DDPG was chosen due to its ability to perform well for tasks with continuous action states! It is a direct extension of Deep Q Learning, which has proven to be exceptional for multiple reinforcement learning tasks. A replay buffer was used and shared among both agents. To incite exploration, generated OU (Ornstein–Uhlenbeck) noise was added to the actions of each agent.
Agent
- Actor (policy) method and its fixed target
- Critic (baseline) method and its fixed target
- One replay buffer
- Act method: uses the local actor network along with the noise function to output the next action
- Step method: store experience tuple in replay buffer, and learns UPDATE_EVERY
- Learn method: updates local actor and critic networks with gradient descent through loss.backward and optimizer.step, and soft updates the target for both networks
Training:
- Loop over episodes:
- Reset environment and observe initial state
- Loop over time steps
- Select action (Agent act method)
- Execute selected action
- Observe reward, next state, and done
- Pass (state,action,reward,next_state, done) tuple to Agent (Agent step method)
- Agent stores tuple in replay buffer
- After UPDATE_EVERY iterations, sample batch of experiences from replay buffer and update both networks (Agent learn method) UPDATE_TIMES times
- Update target networks after a certain number of updates
These hyperparameters were mostly adopted from the DDPG paper. UPDATE_EVERY and UPDATE_TIMES were a result of experimentation as they proved to faciliate the quickest and most stable learning.
BUFFER_SIZE = int(1e6) # replay buffer size
BATCH_SIZE = 128 # minibatch size
GAMMA = 0.99 # discount factor
TAU = 1e-3 # for soft update of target parameters
LR_ACTOR = 1e-4 # learning rate of the actor
LR_CRITIC = 1e-3 # learning rate of the critic
WEIGHT_DECAY = 0 # L2 weight decay
UPDATE_EVERY = 20 # how often to update the network
UPDATE_TIMES = 20 # how many times to update the network
The architecture was chosen through deliberation and experimentation.

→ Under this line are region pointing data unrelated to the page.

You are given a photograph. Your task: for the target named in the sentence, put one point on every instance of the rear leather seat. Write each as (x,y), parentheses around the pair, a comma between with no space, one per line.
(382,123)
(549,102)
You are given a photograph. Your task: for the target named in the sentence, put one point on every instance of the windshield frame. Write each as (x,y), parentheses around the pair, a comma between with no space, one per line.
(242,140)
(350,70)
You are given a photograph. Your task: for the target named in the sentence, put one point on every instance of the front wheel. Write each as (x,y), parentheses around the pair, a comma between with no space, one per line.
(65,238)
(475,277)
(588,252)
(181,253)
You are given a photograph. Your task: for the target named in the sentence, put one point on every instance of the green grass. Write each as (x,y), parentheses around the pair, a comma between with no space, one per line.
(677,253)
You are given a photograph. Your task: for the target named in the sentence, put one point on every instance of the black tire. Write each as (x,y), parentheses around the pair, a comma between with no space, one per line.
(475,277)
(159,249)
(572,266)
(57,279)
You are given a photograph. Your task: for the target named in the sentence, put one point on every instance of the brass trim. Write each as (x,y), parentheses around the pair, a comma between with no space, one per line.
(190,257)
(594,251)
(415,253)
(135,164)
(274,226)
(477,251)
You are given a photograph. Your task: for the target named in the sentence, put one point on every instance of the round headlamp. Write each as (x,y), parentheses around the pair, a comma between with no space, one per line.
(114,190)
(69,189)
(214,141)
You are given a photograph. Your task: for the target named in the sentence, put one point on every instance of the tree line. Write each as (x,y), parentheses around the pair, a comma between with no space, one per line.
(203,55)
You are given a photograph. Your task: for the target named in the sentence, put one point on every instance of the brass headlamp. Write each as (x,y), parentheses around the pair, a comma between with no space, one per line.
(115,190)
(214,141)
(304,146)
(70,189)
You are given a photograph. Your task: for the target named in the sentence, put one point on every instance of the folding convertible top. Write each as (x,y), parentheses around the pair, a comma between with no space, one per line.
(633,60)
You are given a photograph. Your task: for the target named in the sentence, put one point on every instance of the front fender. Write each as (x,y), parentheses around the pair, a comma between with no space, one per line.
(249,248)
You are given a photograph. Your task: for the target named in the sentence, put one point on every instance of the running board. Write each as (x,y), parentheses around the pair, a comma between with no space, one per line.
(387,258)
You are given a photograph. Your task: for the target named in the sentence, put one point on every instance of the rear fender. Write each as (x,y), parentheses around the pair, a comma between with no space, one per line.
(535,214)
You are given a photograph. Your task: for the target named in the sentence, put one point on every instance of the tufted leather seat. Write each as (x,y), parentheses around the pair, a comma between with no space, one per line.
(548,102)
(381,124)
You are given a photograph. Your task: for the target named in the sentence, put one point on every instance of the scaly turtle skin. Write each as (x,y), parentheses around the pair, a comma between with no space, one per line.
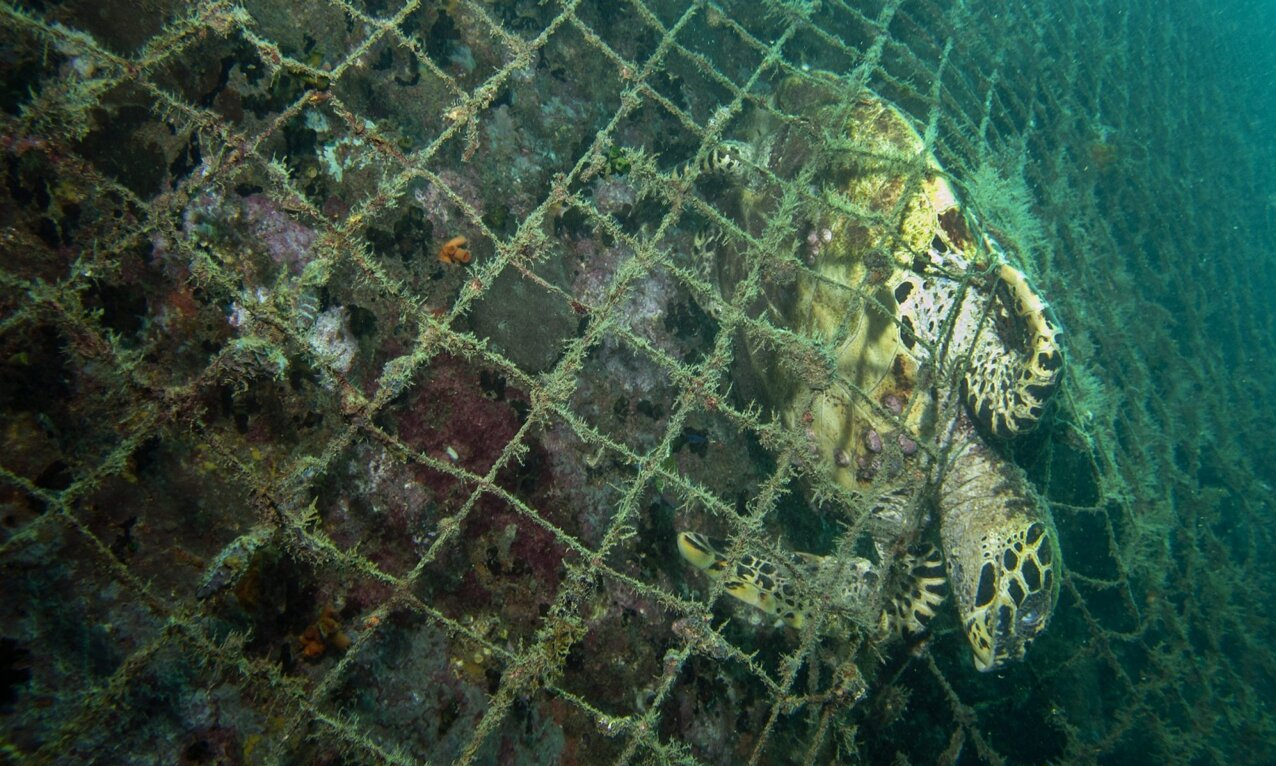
(939,345)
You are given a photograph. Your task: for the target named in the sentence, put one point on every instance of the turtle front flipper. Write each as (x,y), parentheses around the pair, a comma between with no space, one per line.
(910,601)
(756,582)
(1002,549)
(1015,361)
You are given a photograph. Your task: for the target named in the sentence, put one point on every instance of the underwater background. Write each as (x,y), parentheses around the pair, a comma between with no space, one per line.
(357,373)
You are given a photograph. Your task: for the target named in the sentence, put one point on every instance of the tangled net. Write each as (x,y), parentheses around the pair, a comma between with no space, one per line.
(359,372)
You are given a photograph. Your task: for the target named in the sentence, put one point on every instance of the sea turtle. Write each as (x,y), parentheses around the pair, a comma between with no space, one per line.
(942,351)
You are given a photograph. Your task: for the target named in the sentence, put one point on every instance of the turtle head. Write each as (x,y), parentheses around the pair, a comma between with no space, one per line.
(1013,596)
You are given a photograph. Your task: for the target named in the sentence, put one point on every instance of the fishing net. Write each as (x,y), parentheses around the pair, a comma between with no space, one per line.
(361,364)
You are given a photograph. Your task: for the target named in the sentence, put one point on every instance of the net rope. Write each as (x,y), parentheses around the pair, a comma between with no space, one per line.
(209,456)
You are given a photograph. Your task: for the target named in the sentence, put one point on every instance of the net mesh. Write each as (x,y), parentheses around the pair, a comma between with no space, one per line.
(291,474)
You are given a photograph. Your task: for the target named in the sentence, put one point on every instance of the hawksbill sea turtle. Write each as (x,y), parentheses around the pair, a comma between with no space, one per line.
(942,350)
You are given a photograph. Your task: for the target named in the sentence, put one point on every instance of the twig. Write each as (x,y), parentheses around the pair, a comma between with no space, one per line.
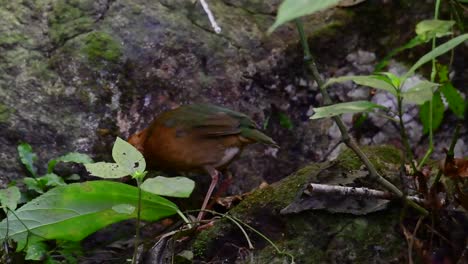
(344,132)
(357,191)
(213,23)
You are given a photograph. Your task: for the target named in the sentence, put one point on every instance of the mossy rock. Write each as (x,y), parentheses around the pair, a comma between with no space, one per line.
(310,236)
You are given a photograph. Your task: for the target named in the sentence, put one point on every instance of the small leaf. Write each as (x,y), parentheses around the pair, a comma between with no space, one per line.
(127,156)
(69,157)
(420,93)
(371,81)
(74,211)
(447,46)
(455,101)
(428,29)
(36,250)
(10,197)
(292,9)
(28,157)
(172,187)
(390,78)
(343,108)
(124,208)
(438,109)
(107,170)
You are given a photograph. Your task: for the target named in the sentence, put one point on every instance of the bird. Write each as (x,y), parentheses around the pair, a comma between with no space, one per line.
(200,138)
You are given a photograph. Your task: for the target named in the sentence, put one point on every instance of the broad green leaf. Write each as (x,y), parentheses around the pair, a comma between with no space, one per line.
(36,251)
(454,99)
(172,186)
(9,197)
(428,29)
(371,81)
(124,208)
(74,211)
(447,46)
(344,108)
(107,170)
(438,109)
(28,157)
(420,93)
(127,156)
(292,9)
(70,157)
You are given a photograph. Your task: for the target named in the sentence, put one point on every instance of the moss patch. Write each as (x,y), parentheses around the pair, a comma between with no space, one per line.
(5,113)
(101,47)
(69,19)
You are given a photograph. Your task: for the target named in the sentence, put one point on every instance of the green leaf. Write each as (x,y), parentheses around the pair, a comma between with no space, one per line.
(10,197)
(27,157)
(447,46)
(371,81)
(292,9)
(420,93)
(390,78)
(107,170)
(172,186)
(74,211)
(36,250)
(127,156)
(454,99)
(69,157)
(416,41)
(124,208)
(428,29)
(438,109)
(343,108)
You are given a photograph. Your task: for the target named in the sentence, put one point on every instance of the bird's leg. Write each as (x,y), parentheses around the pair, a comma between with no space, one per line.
(223,186)
(214,180)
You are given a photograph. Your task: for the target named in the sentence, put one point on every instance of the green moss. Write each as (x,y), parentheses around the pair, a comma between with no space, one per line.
(5,113)
(68,20)
(100,46)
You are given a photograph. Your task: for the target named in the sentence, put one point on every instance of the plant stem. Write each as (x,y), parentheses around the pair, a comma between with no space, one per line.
(137,234)
(404,136)
(433,74)
(312,67)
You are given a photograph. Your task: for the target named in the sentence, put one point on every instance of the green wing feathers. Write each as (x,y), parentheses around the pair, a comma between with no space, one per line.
(257,136)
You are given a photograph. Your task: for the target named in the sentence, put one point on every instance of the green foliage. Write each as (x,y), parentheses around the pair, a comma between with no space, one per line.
(420,93)
(9,198)
(173,187)
(100,46)
(437,113)
(128,161)
(373,81)
(74,211)
(447,46)
(292,9)
(434,28)
(45,182)
(342,108)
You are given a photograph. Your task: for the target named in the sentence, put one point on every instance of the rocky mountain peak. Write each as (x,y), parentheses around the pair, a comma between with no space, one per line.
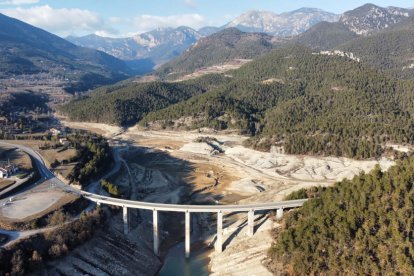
(369,18)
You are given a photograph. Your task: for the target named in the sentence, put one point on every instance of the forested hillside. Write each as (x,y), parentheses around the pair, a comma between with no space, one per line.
(309,103)
(390,50)
(25,49)
(325,36)
(218,48)
(126,104)
(362,226)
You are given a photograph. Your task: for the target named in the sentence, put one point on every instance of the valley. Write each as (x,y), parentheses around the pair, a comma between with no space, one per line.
(267,142)
(238,175)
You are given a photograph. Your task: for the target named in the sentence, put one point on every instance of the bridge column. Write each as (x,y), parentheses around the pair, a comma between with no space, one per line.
(125,219)
(155,230)
(279,213)
(187,234)
(219,241)
(250,223)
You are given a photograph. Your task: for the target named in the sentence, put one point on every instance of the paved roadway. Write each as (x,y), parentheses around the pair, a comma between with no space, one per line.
(193,208)
(47,175)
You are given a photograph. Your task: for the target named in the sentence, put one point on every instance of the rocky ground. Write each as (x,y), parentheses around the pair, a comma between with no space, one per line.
(172,167)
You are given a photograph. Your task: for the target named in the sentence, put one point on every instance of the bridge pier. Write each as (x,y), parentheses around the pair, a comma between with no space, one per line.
(155,230)
(279,213)
(219,241)
(187,234)
(125,219)
(250,223)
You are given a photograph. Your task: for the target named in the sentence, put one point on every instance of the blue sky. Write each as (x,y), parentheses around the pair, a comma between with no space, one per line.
(126,17)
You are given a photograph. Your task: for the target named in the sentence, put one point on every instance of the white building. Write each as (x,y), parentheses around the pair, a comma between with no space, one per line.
(7,171)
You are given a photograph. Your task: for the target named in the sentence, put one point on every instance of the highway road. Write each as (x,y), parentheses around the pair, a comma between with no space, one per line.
(47,175)
(193,208)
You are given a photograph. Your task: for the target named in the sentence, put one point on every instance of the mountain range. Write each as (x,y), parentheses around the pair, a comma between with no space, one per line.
(152,49)
(25,49)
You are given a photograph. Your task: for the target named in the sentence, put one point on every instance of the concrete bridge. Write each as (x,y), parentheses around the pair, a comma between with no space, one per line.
(188,209)
(46,174)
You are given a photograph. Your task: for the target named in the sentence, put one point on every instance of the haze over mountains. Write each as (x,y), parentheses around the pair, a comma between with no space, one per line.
(29,50)
(161,45)
(379,36)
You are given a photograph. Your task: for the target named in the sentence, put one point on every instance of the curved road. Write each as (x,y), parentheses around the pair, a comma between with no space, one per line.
(48,175)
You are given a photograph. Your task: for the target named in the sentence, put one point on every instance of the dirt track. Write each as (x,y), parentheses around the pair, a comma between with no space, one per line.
(224,171)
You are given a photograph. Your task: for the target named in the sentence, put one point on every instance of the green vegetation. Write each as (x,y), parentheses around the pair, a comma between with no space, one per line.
(325,36)
(127,104)
(312,192)
(362,226)
(308,103)
(315,104)
(390,50)
(29,255)
(218,48)
(29,50)
(110,188)
(94,157)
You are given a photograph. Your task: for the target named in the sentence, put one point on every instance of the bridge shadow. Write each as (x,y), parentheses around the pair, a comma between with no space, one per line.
(258,221)
(155,175)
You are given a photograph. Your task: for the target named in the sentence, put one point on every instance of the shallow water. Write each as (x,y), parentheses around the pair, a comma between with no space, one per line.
(175,263)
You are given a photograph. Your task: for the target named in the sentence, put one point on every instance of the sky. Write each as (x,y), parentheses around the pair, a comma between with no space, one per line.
(122,18)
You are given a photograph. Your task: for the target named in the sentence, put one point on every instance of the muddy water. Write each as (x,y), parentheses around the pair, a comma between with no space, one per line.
(175,262)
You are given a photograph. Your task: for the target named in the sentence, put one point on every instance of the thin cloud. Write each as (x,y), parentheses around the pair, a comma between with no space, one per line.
(19,2)
(61,21)
(191,3)
(145,22)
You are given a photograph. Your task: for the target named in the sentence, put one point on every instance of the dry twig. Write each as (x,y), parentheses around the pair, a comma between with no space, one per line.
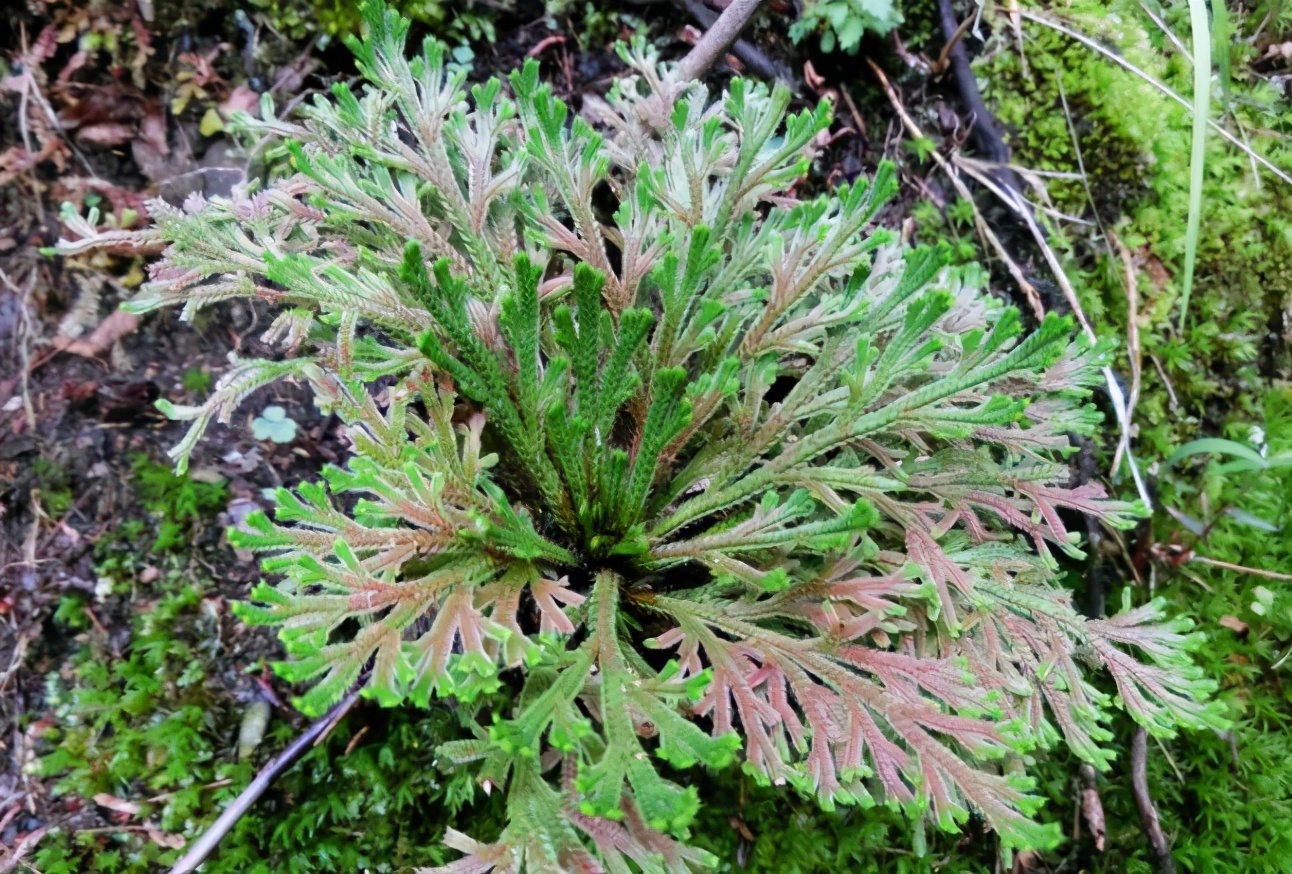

The hidden layers of size 128 for both the actor and critic seemed to work best. Smaller sized layers may have been able to learn quicker but might not be as accurte, while larger layers may be prone to overfitting.
- Fully Connected: 33 → 128 (Input layer)
- RELU (Activation)
- Batchnorm (Normalization)
- Fully Connected: 128 → 128 (Hidden layer)
- RELU (Activation)
- Fully Connected: 128 → 4 (Output layer)
- Tanh (Activation)
- Fully Connected: 33 → 128 (Input layer)
- RELU (Activation)
- Batchnorm (Normalization)
- Concatenation 128 → 132 (Concatenating actions and state)
- Fully Connected: 132 → 128 (Hidden layer)
- RELU (Activation)
- Fully Connected: 128 → 1 (Output layer)
Environment solved in 611 episodes! Average Score: 0.51
To improve performance, other algorithms like PPO, D4PG, GAE and A3C could be implemented. As well, more experimentation could be done with hyperparameters, network layer sizes, and training epochs. Finally, the MADDPG agent that uses centralized learning and decentralized execution could be used to further improve performance.